Why “Forgotten Fields”
I have always been a loner. For many reasons, I have felt forgotten by my family. Early on, solitude became my friend. I escaped into the worlds of Dirk Bogarde (A Postillion Struck by Lightning), Kenneth Grahame (The Wind in the Willows) and Marcel Pagnol (La Gloire de Mon Père). I used to picture abandoned fields, just beyond the hedgerows, dotted with flowers like an impressionist painting. They gave me a sense of comfort. I escaped to them to be alone with my thoughts. I imagined myself lying in the tall grass, gently whispering in the wind. I stare at the clouds, my mind finally quiet. No one will find me because no one comes to these fields. Here, I am not afraid, everything is as it should be, all is right with the world. The name “Forgotten Fields” describes this inner life, the feelings of nostalgia and melancholy. It captures the yearning for something idyllic lost and even forgotten, a place that must be returned to some day, but may never be found again.

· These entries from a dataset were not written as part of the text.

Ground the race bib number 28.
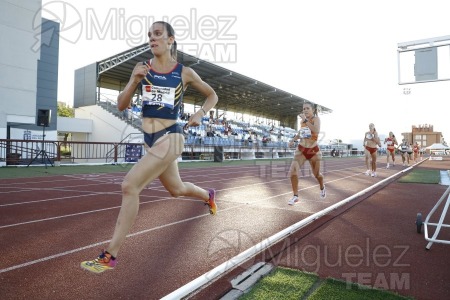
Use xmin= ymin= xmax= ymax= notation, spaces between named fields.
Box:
xmin=142 ymin=85 xmax=175 ymax=109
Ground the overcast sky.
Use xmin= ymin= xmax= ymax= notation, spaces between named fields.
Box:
xmin=42 ymin=0 xmax=450 ymax=142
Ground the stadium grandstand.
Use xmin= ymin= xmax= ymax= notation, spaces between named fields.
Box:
xmin=69 ymin=44 xmax=332 ymax=161
xmin=0 ymin=0 xmax=334 ymax=166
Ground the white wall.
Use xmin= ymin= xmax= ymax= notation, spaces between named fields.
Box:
xmin=0 ymin=0 xmax=41 ymax=119
xmin=74 ymin=105 xmax=141 ymax=142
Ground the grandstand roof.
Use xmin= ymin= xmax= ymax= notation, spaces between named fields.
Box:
xmin=97 ymin=44 xmax=332 ymax=124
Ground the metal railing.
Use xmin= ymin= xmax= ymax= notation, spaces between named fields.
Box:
xmin=0 ymin=139 xmax=294 ymax=165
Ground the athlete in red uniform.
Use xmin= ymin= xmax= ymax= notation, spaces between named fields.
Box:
xmin=364 ymin=123 xmax=381 ymax=177
xmin=384 ymin=131 xmax=398 ymax=169
xmin=413 ymin=142 xmax=420 ymax=162
xmin=288 ymin=102 xmax=327 ymax=205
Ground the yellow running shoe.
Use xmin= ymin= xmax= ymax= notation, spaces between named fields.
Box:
xmin=205 ymin=189 xmax=217 ymax=215
xmin=80 ymin=251 xmax=117 ymax=273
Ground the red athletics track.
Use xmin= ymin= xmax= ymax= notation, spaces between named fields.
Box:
xmin=0 ymin=157 xmax=418 ymax=299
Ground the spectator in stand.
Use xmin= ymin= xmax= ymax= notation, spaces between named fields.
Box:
xmin=364 ymin=123 xmax=381 ymax=177
xmin=288 ymin=102 xmax=327 ymax=205
xmin=398 ymin=139 xmax=412 ymax=167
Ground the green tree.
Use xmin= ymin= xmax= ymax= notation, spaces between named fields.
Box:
xmin=58 ymin=102 xmax=75 ymax=118
xmin=58 ymin=102 xmax=75 ymax=155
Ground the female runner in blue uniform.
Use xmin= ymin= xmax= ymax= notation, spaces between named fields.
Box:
xmin=81 ymin=21 xmax=218 ymax=273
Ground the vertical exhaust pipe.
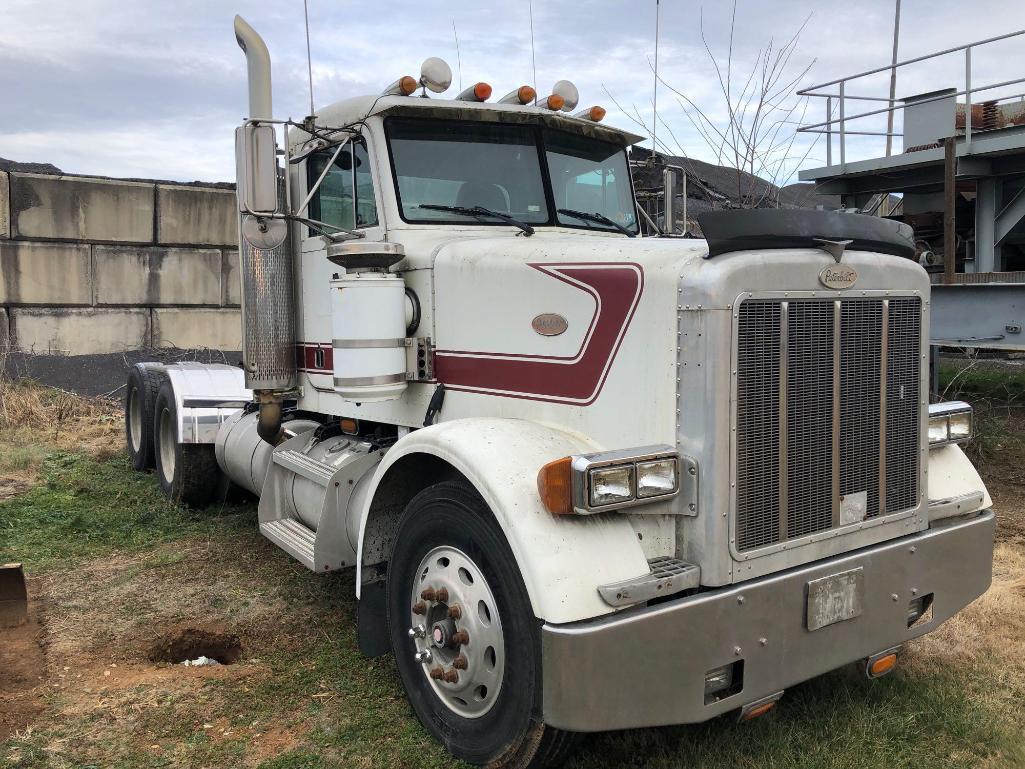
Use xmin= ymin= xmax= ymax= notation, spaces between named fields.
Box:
xmin=235 ymin=15 xmax=296 ymax=445
xmin=235 ymin=14 xmax=274 ymax=120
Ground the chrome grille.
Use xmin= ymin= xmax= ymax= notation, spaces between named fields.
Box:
xmin=735 ymin=296 xmax=921 ymax=551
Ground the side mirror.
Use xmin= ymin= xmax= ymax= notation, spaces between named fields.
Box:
xmin=235 ymin=123 xmax=279 ymax=213
xmin=662 ymin=168 xmax=677 ymax=235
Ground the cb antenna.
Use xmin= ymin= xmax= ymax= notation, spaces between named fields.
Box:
xmin=527 ymin=0 xmax=537 ymax=105
xmin=651 ymin=0 xmax=659 ymax=156
xmin=302 ymin=0 xmax=314 ymax=117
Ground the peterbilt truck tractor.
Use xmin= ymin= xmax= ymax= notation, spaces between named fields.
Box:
xmin=119 ymin=17 xmax=993 ymax=767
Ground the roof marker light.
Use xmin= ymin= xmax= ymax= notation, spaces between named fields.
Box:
xmin=420 ymin=56 xmax=452 ymax=93
xmin=551 ymin=80 xmax=580 ymax=112
xmin=455 ymin=83 xmax=491 ymax=102
xmin=537 ymin=93 xmax=566 ymax=112
xmin=381 ymin=75 xmax=416 ymax=96
xmin=573 ymin=106 xmax=605 ymax=123
xmin=498 ymin=85 xmax=537 ymax=105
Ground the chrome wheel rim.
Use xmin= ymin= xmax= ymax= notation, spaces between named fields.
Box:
xmin=160 ymin=408 xmax=177 ymax=483
xmin=128 ymin=388 xmax=142 ymax=453
xmin=408 ymin=547 xmax=505 ymax=718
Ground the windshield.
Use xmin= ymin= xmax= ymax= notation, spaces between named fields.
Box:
xmin=385 ymin=117 xmax=637 ymax=232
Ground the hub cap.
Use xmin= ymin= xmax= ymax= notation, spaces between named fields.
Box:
xmin=409 ymin=548 xmax=505 ymax=718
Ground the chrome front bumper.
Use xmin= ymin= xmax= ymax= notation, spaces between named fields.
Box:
xmin=541 ymin=511 xmax=994 ymax=732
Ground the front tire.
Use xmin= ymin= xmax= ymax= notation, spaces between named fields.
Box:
xmin=153 ymin=379 xmax=219 ymax=508
xmin=387 ymin=482 xmax=576 ymax=769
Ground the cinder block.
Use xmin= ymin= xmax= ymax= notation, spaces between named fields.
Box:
xmin=157 ymin=185 xmax=239 ymax=246
xmin=10 ymin=308 xmax=151 ymax=355
xmin=153 ymin=308 xmax=242 ymax=351
xmin=9 ymin=171 xmax=154 ymax=243
xmin=0 ymin=171 xmax=10 ymax=238
xmin=220 ymin=250 xmax=242 ymax=307
xmin=0 ymin=245 xmax=92 ymax=305
xmin=93 ymin=246 xmax=221 ymax=307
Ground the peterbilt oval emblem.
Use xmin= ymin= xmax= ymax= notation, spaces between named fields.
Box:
xmin=819 ymin=265 xmax=858 ymax=288
xmin=530 ymin=313 xmax=570 ymax=336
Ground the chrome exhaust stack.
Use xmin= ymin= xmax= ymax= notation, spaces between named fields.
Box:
xmin=235 ymin=16 xmax=297 ymax=444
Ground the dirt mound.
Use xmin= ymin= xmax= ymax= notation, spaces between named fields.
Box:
xmin=0 ymin=603 xmax=46 ymax=742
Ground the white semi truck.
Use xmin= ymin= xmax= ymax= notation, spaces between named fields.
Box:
xmin=119 ymin=17 xmax=993 ymax=767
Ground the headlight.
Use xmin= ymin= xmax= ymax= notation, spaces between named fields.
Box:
xmin=587 ymin=464 xmax=633 ymax=508
xmin=929 ymin=401 xmax=973 ymax=447
xmin=537 ymin=445 xmax=680 ymax=516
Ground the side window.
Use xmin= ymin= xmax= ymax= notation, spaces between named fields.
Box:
xmin=306 ymin=140 xmax=377 ymax=230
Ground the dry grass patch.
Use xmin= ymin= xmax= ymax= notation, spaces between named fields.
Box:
xmin=0 ymin=376 xmax=124 ymax=500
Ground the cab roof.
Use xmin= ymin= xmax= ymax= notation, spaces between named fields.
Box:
xmin=288 ymin=94 xmax=645 ymax=151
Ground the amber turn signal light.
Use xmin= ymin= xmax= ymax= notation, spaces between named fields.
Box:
xmin=537 ymin=456 xmax=573 ymax=516
xmin=866 ymin=652 xmax=897 ymax=678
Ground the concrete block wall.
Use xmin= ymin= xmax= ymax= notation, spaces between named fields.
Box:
xmin=0 ymin=171 xmax=242 ymax=355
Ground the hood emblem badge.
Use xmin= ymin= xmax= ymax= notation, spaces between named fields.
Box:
xmin=530 ymin=313 xmax=570 ymax=336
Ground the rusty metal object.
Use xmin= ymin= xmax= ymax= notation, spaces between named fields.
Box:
xmin=0 ymin=563 xmax=29 ymax=628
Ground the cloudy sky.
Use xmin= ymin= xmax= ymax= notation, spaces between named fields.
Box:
xmin=6 ymin=0 xmax=1025 ymax=180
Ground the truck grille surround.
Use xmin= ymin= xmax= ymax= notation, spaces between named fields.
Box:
xmin=735 ymin=296 xmax=921 ymax=552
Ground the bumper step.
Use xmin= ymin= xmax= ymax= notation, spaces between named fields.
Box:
xmin=598 ymin=556 xmax=701 ymax=606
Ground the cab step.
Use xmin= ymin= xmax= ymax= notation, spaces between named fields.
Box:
xmin=598 ymin=556 xmax=701 ymax=607
xmin=259 ymin=518 xmax=317 ymax=570
xmin=271 ymin=449 xmax=336 ymax=486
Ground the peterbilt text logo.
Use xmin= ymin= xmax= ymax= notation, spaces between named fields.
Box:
xmin=530 ymin=313 xmax=569 ymax=336
xmin=819 ymin=265 xmax=858 ymax=288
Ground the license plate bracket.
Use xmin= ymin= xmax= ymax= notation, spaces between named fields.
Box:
xmin=806 ymin=566 xmax=865 ymax=631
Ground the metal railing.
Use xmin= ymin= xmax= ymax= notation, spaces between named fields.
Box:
xmin=797 ymin=30 xmax=1025 ymax=165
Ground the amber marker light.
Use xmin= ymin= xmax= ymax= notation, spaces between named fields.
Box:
xmin=868 ymin=652 xmax=897 ymax=678
xmin=537 ymin=456 xmax=573 ymax=516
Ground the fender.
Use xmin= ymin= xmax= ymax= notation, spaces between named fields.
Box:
xmin=356 ymin=418 xmax=649 ymax=623
xmin=154 ymin=363 xmax=253 ymax=443
xmin=928 ymin=443 xmax=993 ymax=522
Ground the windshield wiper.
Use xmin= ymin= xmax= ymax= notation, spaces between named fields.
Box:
xmin=417 ymin=203 xmax=534 ymax=237
xmin=558 ymin=208 xmax=637 ymax=238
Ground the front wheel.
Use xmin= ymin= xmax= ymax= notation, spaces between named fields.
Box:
xmin=387 ymin=482 xmax=575 ymax=769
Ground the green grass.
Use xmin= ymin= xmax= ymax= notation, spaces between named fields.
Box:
xmin=0 ymin=451 xmax=1025 ymax=769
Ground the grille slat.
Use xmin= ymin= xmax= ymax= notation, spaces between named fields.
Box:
xmin=735 ymin=296 xmax=921 ymax=551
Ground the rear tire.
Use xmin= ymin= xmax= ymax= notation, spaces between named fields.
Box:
xmin=386 ymin=482 xmax=578 ymax=769
xmin=153 ymin=379 xmax=220 ymax=508
xmin=125 ymin=363 xmax=164 ymax=471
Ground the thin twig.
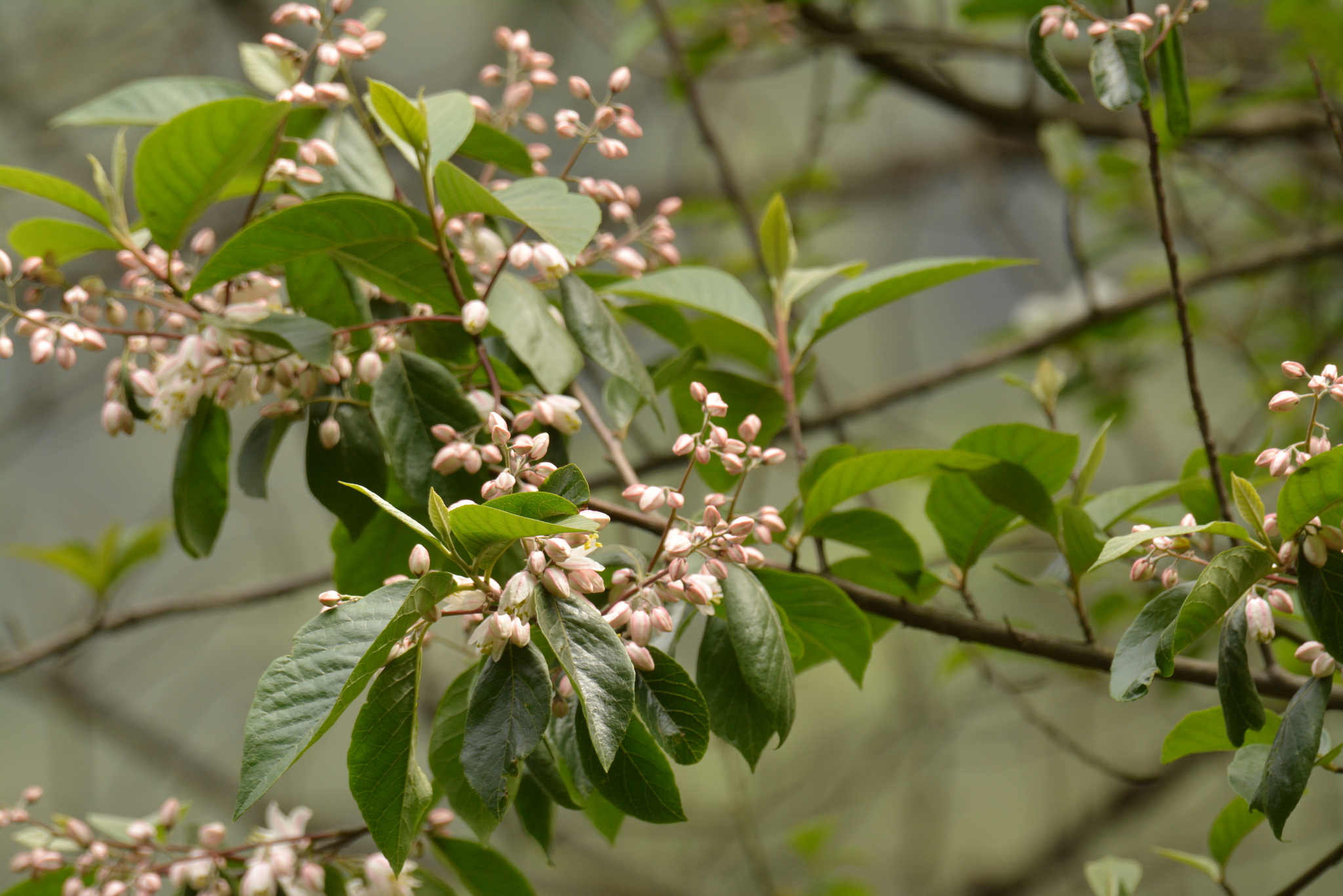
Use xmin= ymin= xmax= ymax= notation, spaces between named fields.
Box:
xmin=645 ymin=0 xmax=765 ymax=277
xmin=0 ymin=570 xmax=332 ymax=676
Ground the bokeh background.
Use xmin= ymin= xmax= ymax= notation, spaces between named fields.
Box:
xmin=0 ymin=0 xmax=1343 ymax=896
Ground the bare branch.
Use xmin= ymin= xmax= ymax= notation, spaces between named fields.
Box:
xmin=0 ymin=570 xmax=332 ymax=676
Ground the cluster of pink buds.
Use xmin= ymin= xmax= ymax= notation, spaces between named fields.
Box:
xmin=262 ymin=0 xmax=387 ymax=106
xmin=1296 ymin=641 xmax=1338 ymax=678
xmin=578 ymin=184 xmax=681 ymax=277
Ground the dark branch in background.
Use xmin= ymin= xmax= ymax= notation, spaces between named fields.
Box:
xmin=0 ymin=570 xmax=332 ymax=676
xmin=588 ymin=498 xmax=1343 ymax=709
xmin=645 ymin=0 xmax=764 ymax=270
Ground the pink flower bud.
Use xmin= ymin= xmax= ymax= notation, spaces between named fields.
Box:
xmin=1268 ymin=389 xmax=1302 ymax=411
xmin=405 ymin=544 xmax=430 ymax=577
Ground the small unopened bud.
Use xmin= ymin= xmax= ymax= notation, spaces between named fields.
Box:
xmin=407 ymin=544 xmax=430 ymax=577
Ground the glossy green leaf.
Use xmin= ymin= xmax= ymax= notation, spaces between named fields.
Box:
xmin=1162 ymin=707 xmax=1283 ymax=764
xmin=1026 ymin=13 xmax=1083 ymax=102
xmin=723 ymin=566 xmax=796 ymax=744
xmin=757 ymin=568 xmax=872 ymax=688
xmin=460 ymin=644 xmax=551 ymax=818
xmin=536 ymin=589 xmax=634 ymax=768
xmin=428 ymin=658 xmax=500 ymax=844
xmin=1216 ymin=595 xmax=1265 ymax=747
xmin=602 ymin=265 xmax=774 ymax=345
xmin=792 ymin=258 xmax=1030 ymax=355
xmin=0 ymin=165 xmax=111 ymax=227
xmin=491 ymin=273 xmax=583 ymax=393
xmin=806 ymin=449 xmax=998 ymax=532
xmin=1156 ymin=24 xmax=1188 ymax=137
xmin=1092 ymin=522 xmax=1251 ymax=570
xmin=456 ymin=121 xmax=532 ymax=178
xmin=172 ymin=398 xmax=230 ymax=558
xmin=573 ymin=716 xmax=685 ymax=825
xmin=306 ymin=402 xmax=387 ymax=539
xmin=1110 ymin=581 xmax=1197 ymax=703
xmin=373 ymin=352 xmax=481 ymax=507
xmin=136 ymin=97 xmax=290 ymax=251
xmin=51 ymin=75 xmax=255 ymax=128
xmin=5 ymin=218 xmax=121 ymax=265
xmin=760 ymin=193 xmax=798 ymax=281
xmin=430 ymin=837 xmax=536 ymax=896
xmin=1251 ymin=676 xmax=1334 ymax=840
xmin=1277 ymin=452 xmax=1343 ymax=540
xmin=1091 ymin=28 xmax=1147 ymax=111
xmin=634 ymin=646 xmax=709 ymax=766
xmin=560 ymin=274 xmax=658 ymax=404
xmin=1207 ymin=796 xmax=1264 ymax=867
xmin=346 ymin=645 xmax=431 ymax=873
xmin=233 ymin=581 xmax=419 ymax=818
xmin=514 ymin=771 xmax=555 ymax=859
xmin=1296 ymin=551 xmax=1343 ymax=657
xmin=694 ymin=615 xmax=775 ymax=769
xmin=191 ymin=195 xmax=456 ymax=313
xmin=1171 ymin=544 xmax=1273 ymax=655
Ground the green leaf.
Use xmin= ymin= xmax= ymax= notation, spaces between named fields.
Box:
xmin=306 ymin=402 xmax=387 ymax=539
xmin=1207 ymin=796 xmax=1264 ymax=867
xmin=536 ymin=589 xmax=634 ymax=768
xmin=1251 ymin=676 xmax=1334 ymax=840
xmin=456 ymin=121 xmax=532 ymax=178
xmin=237 ymin=416 xmax=292 ymax=498
xmin=634 ymin=646 xmax=709 ymax=766
xmin=0 ymin=165 xmax=111 ymax=227
xmin=694 ymin=615 xmax=775 ymax=769
xmin=1110 ymin=581 xmax=1192 ymax=703
xmin=514 ymin=771 xmax=555 ymax=859
xmin=430 ymin=837 xmax=536 ymax=896
xmin=1092 ymin=522 xmax=1262 ymax=572
xmin=1277 ymin=452 xmax=1343 ymax=541
xmin=460 ymin=644 xmax=551 ymax=818
xmin=191 ymin=195 xmax=456 ymax=313
xmin=792 ymin=258 xmax=1032 ymax=355
xmin=1083 ymin=856 xmax=1143 ymax=896
xmin=1296 ymin=551 xmax=1343 ymax=657
xmin=723 ymin=566 xmax=796 ymax=744
xmin=537 ymin=463 xmax=592 ymax=507
xmin=1170 ymin=544 xmax=1273 ymax=655
xmin=373 ymin=352 xmax=481 ymax=507
xmin=1091 ymin=28 xmax=1147 ymax=111
xmin=233 ymin=581 xmax=419 ymax=819
xmin=1060 ymin=507 xmax=1106 ymax=580
xmin=925 ymin=423 xmax=1079 ymax=570
xmin=346 ymin=645 xmax=431 ymax=873
xmin=136 ymin=97 xmax=290 ymax=251
xmin=7 ymin=218 xmax=121 ymax=266
xmin=368 ymin=78 xmax=428 ymax=157
xmin=51 ymin=75 xmax=254 ymax=128
xmin=757 ymin=566 xmax=870 ymax=688
xmin=573 ymin=716 xmax=685 ymax=825
xmin=491 ymin=273 xmax=583 ymax=393
xmin=1216 ymin=595 xmax=1265 ymax=747
xmin=172 ymin=398 xmax=230 ymax=558
xmin=1026 ymin=14 xmax=1083 ymax=102
xmin=428 ymin=659 xmax=500 ymax=844
xmin=214 ymin=311 xmax=334 ymax=367
xmin=602 ymin=265 xmax=774 ymax=345
xmin=285 ymin=255 xmax=369 ymax=332
xmin=805 ymin=449 xmax=998 ymax=532
xmin=1162 ymin=707 xmax=1283 ymax=764
xmin=560 ymin=274 xmax=658 ymax=406
xmin=1156 ymin=23 xmax=1188 ymax=137
xmin=760 ymin=193 xmax=798 ymax=281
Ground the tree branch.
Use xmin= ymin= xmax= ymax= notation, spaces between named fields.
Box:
xmin=0 ymin=570 xmax=332 ymax=676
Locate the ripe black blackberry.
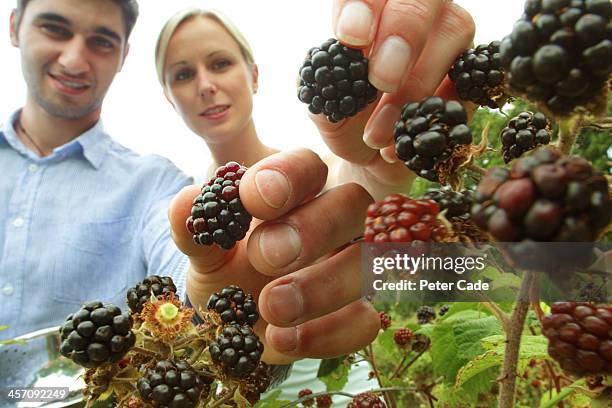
[127,275,176,313]
[448,41,508,109]
[393,96,472,182]
[208,285,259,327]
[208,325,263,378]
[425,186,474,218]
[346,392,387,408]
[542,302,612,375]
[417,306,436,324]
[500,0,612,116]
[187,162,253,249]
[298,38,377,122]
[136,360,213,408]
[60,301,136,368]
[501,112,552,163]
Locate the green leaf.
[431,310,502,385]
[317,356,351,392]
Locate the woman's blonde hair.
[155,7,255,86]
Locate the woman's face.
[164,16,257,143]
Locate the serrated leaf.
[317,356,351,392]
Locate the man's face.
[11,0,126,119]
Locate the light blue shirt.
[0,111,191,342]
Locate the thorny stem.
[499,271,536,408]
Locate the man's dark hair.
[16,0,138,43]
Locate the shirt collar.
[0,109,111,169]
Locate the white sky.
[0,0,523,175]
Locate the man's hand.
[310,0,475,200]
[169,149,380,364]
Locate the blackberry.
[208,285,259,327]
[187,162,253,249]
[448,41,508,109]
[60,301,136,368]
[209,324,264,378]
[298,38,377,123]
[127,275,176,313]
[500,0,612,116]
[346,392,387,408]
[393,96,472,182]
[393,328,414,347]
[364,194,444,242]
[417,306,436,324]
[298,388,315,407]
[471,146,612,242]
[136,360,213,408]
[425,186,474,219]
[542,302,612,375]
[501,112,552,163]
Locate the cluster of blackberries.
[136,360,213,408]
[298,38,377,122]
[500,0,612,115]
[207,285,259,327]
[60,301,136,368]
[448,41,508,109]
[208,324,264,378]
[187,162,253,249]
[542,302,612,375]
[364,194,443,242]
[501,112,552,163]
[472,146,612,242]
[393,96,472,181]
[425,186,474,218]
[127,275,176,313]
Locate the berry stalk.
[499,271,536,408]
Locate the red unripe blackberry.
[346,392,387,408]
[136,360,213,408]
[187,162,253,249]
[298,388,315,407]
[298,38,377,122]
[472,146,612,242]
[501,112,552,163]
[417,306,436,324]
[60,301,136,368]
[378,312,391,330]
[393,328,414,347]
[208,285,259,327]
[393,96,472,182]
[542,302,612,375]
[127,275,176,313]
[448,41,508,109]
[364,194,444,242]
[208,324,264,378]
[500,0,612,115]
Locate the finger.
[364,2,475,148]
[369,0,443,92]
[332,0,385,48]
[266,300,380,358]
[247,183,373,276]
[259,245,365,327]
[240,149,327,220]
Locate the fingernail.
[363,104,401,149]
[271,327,297,352]
[336,1,374,46]
[255,169,291,208]
[259,224,302,268]
[268,283,304,323]
[369,35,412,92]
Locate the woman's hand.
[310,0,475,200]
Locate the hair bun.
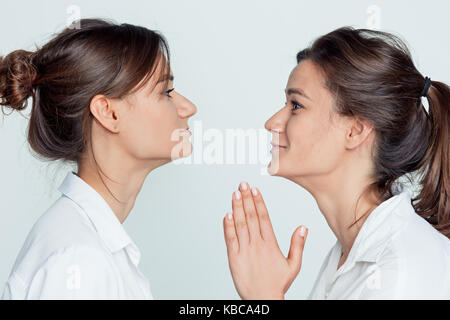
[0,50,37,110]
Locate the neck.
[291,155,379,257]
[77,138,168,223]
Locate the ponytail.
[412,81,450,238]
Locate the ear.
[345,117,374,149]
[89,94,119,133]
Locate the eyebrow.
[284,88,312,101]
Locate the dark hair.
[0,19,170,163]
[297,27,450,237]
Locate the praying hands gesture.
[223,182,308,300]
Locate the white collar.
[335,187,414,272]
[58,172,141,266]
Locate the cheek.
[280,115,340,173]
[123,99,178,158]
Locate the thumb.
[287,226,308,275]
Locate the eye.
[164,88,175,98]
[291,101,303,111]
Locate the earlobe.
[346,119,373,149]
[89,95,118,131]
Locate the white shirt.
[2,172,153,299]
[308,188,450,299]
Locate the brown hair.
[297,27,450,237]
[0,19,170,202]
[0,19,170,163]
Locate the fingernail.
[300,226,306,237]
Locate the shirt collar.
[336,187,414,272]
[58,172,140,265]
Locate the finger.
[232,190,249,250]
[252,187,277,241]
[223,213,239,255]
[239,182,261,243]
[287,226,308,275]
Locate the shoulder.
[7,196,112,290]
[3,245,119,299]
[363,207,450,299]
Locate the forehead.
[286,59,325,91]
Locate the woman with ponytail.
[0,19,196,299]
[223,27,450,299]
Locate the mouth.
[183,127,192,135]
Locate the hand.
[223,182,308,300]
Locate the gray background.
[0,0,450,299]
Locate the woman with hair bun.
[0,19,196,299]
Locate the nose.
[177,94,197,119]
[264,108,285,133]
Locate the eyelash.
[165,88,175,98]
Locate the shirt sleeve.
[358,261,405,300]
[25,246,120,300]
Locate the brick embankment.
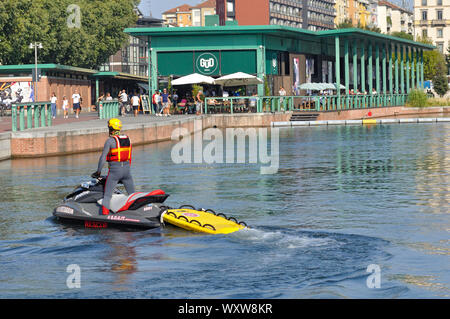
[7,112,292,158]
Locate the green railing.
[204,94,407,114]
[98,100,119,119]
[11,101,52,132]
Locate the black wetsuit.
[97,137,134,210]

The music of existentialism
This sense of abandonment has been a theme of my existence for as long as I can remember; and my life has been an unending crusade against the mental chaos that followed. In an attempt to impose order on the chaos, I indulge my methodical, exacting nature. I am constantly trying to bring order out of the confusion about who I am, what I want and what I need. I regulate my own behaviour in order to extract something beautiful out of the noise that is my life. Predictably, this existential crisis finds expression in my work. In my music, droning noise and—to borrow from descriptions of the shoegaze movement—“walls of sound” represent chaos. Using repeating themes, sounds and melodies, I try to transform the noise into something structured, ordered and, I hope, beautiful. The ambient post-rock/drone genre provides an ideal medium for this. It is dark and pensive to quiet the mind, but also provides a medium with which to tell stories. The stories can be haunting and tragic or inspiring and rhapsodic. I endeavour to tell both. “Airship” is my first official attempt at doing so.